Cette impression que l'UPJV cherche à concentrer les étudiants à Amiens est partagé en dehors du syndicat FSU. Notamment par la Ville de Beauvais. «On avait la crainte que le site de Beauvais soit déshabillé, raconte Stéphane Delabre, directeur du pôle aménagement et développement du territoire à la communauté de commune du Beauvaisis. Les textes, tels qu'ils étaient présentés par l'UPJV, l'indiquaient.» La maire de Beauvais, Caroline Cayeux (UMP), est alors intervenue en mai dernier lors du conseil d'administration de l'UPJV, dont elle est membre. Fait assez rare : un syndicat de gauche et une mairie de droite tiraient dans le même sens.

Pour Stéphane Delabre, si l'UPJV cherche à «déshabiller» le site de Beauvais, c'est probablement dans l'idée de faire des économies d'échelle. «Mais ce serait un mauvais calcul, car ça aboutirait à se couper d'une partie des jeunes gens de la région.» Par ailleurs, la collectivité du Beauvaisis avait investi dans la rénovation des locaux de l'ex-IUFM de Beauvais, raison de plus pour tenter de sauvegarder le site. «Pour la suite, nous allons rester vigilants», prévient Stéphane Delabre.

Le couac de l'été

C'est dans ce contexte que la coopération entre l'UPJV et le rectorat a engendré son premier gros couac cet été. Car les étudiants ont reçu des informations contradictoires concernant le lieu de leur inscription. Si l'idée est (peut-être) pour l'UPJV de réduire à peau de chagrin les antennes de Laon et Beauvais, le rectorat a, quant à lui, d'autres intérêts. «C'est lui qui va payer les frais de déplacements des étudiants-stagiaires entre leur lieu de formation et leur lieu de stage, indique Vincent Niot. Alors, à la fin du mois de juillet, le rectorat a envoyé une lettre aux étudiants expliquant qu'il fallait qu'ils s'inscrivent dans le département de leur stage. Ce n'était pas ce qu'avait dit l'UPJV quelques semaines plus tôt.»

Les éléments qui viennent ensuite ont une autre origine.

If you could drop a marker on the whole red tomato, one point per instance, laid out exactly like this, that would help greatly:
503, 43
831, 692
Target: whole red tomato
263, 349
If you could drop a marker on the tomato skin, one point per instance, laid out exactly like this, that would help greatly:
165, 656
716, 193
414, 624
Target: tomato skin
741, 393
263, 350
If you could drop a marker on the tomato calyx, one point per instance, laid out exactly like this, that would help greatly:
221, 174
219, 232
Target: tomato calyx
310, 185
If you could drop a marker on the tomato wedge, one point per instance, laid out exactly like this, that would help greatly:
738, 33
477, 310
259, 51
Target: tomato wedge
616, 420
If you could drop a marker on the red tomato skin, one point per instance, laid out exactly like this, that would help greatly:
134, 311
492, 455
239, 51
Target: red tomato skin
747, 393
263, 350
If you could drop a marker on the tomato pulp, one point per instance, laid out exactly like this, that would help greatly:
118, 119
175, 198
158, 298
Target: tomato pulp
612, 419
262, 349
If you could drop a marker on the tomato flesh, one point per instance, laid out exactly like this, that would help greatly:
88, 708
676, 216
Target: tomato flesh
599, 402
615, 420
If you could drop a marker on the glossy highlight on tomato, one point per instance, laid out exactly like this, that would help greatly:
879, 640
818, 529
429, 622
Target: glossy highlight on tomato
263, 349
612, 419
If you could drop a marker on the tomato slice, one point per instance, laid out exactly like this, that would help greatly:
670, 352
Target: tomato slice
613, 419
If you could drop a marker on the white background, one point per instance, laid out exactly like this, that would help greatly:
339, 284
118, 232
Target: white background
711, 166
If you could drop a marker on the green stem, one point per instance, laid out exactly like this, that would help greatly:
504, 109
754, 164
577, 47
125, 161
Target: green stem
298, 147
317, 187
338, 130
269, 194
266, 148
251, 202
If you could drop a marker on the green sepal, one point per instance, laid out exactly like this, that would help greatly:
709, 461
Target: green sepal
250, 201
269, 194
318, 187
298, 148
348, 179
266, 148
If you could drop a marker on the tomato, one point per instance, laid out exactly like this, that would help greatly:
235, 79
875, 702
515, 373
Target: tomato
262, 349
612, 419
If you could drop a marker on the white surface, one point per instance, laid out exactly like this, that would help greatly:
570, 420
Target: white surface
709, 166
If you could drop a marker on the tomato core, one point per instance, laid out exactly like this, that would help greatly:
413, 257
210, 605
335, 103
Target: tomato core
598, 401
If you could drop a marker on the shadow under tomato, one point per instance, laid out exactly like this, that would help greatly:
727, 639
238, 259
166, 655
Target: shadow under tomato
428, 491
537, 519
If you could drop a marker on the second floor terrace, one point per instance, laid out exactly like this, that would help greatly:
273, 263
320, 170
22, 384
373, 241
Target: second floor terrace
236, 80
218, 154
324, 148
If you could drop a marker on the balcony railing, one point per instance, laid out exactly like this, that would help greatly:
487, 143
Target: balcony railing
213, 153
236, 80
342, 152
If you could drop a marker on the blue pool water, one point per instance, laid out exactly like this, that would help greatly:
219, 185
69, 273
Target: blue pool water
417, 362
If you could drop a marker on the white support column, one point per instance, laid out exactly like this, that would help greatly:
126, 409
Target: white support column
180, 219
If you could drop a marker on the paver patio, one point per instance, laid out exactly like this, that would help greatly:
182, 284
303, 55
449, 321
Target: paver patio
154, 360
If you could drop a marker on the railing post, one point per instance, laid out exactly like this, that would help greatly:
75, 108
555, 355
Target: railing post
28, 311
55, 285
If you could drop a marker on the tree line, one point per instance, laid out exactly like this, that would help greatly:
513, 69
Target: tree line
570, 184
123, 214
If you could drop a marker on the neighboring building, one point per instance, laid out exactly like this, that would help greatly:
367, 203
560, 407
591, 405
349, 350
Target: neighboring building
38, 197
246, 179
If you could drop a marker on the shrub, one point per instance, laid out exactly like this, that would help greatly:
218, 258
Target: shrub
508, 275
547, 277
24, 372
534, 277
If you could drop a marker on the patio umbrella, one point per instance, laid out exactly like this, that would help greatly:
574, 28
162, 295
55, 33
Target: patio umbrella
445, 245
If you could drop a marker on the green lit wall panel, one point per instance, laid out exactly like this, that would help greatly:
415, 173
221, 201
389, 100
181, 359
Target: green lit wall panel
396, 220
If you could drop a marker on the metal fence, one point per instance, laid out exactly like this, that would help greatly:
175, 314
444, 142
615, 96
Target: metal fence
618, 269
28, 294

L'Espé incarne une forme d'espoir après des années très difficiles pour le corps enseignant. Mais dans un contexte budgétaire serré pour l'UPJV et l'État, les syndicats craignent que l'Espé servent de «variable d'ajustement».

Dans l'œil du Télescope

Pour écrire cet article, je me suis d'abord rendu à la conférence de presse de présentation de l'Espé qui a eu lieu mercredi 28 août au Pôle universitaire cathédrale en présence du recteur, du président de l'UPJV, du président du conseil régional, etc.

Deux jours plus tard, vendredi, le recteur organisait une nouvelle conférence consacrée à la rentrée 2013: étaient présents des membres du rectorat et Wolfgang Sabler, de l'UPJV. Nous avons alors pu échanger sur l'Espé.

J'ai téléphoné ensuite à différents membres de syndicats (Unsa, Snuipp, Snes) ce qui m'a conduit à faire la connaissance de Vincent Niot (Snesup) avec lequel je me suis entretenu au local syndical lundi après-midi.

Les échanges précédents m'ont amené à prendre contact avec l'entourage de la maire de Beauvais. C'est ainsi que j'ai pu m'entretenir mardi par téléphone avec Stéphane Delabre, de l'agglomération du Beauvaisis.

Entre-temps, j'ai contacté à nouveau par téléphone Wolfgang Sabler pour obtenir des précisions.